The first ever Fyre Festival was planned to blow festival goers away last weekend. And it did, only in a more ‘I can’t believe this is happening to me’ kind of way. And for their efforts, or lack-there-of, the organizers are now being served with a $100 million lawsuit.

Billed as an upscale Coachella and offering luxurious amenities including fancy tents and culinary wonders, Fyre failed to deliver on nearly all promises. After delayed flights, which were promised to be VIP ready 737s, festival goers arrived to The Exumas in the Bahamas, an island formerly owned by Pablo Escobar, to find their luggage dumped out of cargo crates in pitch dark on Friday, April 28.

The luxurious dwellings were actually disaster relief tents and some of them had been blown away by a storm earlier that morning. The staff, overwhelmed with the constant flow of guests tried to be accommodating but little could be done.

Like the tents, the food also proved to be underwhelming – some guests received deconstructed ham and cheese sandwiches.

Quickly, the festival was postponed and festival goers, who payed anywhere from $450 to $250,000, where stranded and on lockdown. Soon after, Fyre Festival was canceled and guests were slowly sent back to Miami.

The festival was founded by Billy McFarland and Ja Rule, who both shared a love for “technology, the ocean, and rap music,” according to Fyre’s website. With Ja Rule in charge of booking the talent, McFarland attempted to build the island into a mini-city. The island had very little infrastructure and was without proper sewage or water systems. Ultimately, it was a bigger project both McFarland and Ja Rule expected and was far from finished by the opening weekend.

Ja Rule both apologized for the disaster and detracted blame from himself on Twitter. “I truly apologize as this is NOT MY FAULT…but I am taking responsibility I’m deeply sorry to everyone who was inconvenienced by this,” the rapper’s tweet read.

As an apology, Fyre Festival is offering a full refund to all guests as well as VIP tickets to their show next year, which will take place in the United States and hopefully have running water and sewage.

“All festival goers this year will be refunded in full. We will be working on refunds over the next few days and will be in touch directly with guests with more details. Also, all guests from this year will have free VIP passes to next year’s festival,” the website reads.

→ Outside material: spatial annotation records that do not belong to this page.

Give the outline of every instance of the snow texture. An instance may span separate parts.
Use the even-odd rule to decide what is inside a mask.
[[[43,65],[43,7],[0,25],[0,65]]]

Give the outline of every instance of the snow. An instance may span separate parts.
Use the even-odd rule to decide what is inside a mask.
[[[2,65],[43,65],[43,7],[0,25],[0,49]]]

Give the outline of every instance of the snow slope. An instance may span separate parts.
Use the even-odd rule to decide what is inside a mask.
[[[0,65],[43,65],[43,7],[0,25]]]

Despite their efforts to make things right, Ja Rule and McFarland have been served with a $100 million class-action lawsuit claiming fraud, breach of contract, breach of covenant of good faith, and negligent misrepresentation on part of the organizers. Kendall JennerBella Hadid and Emily Ratajkowski were also named in the suit but not in the complaint – all three appeared in ads and promotional videos for the festival.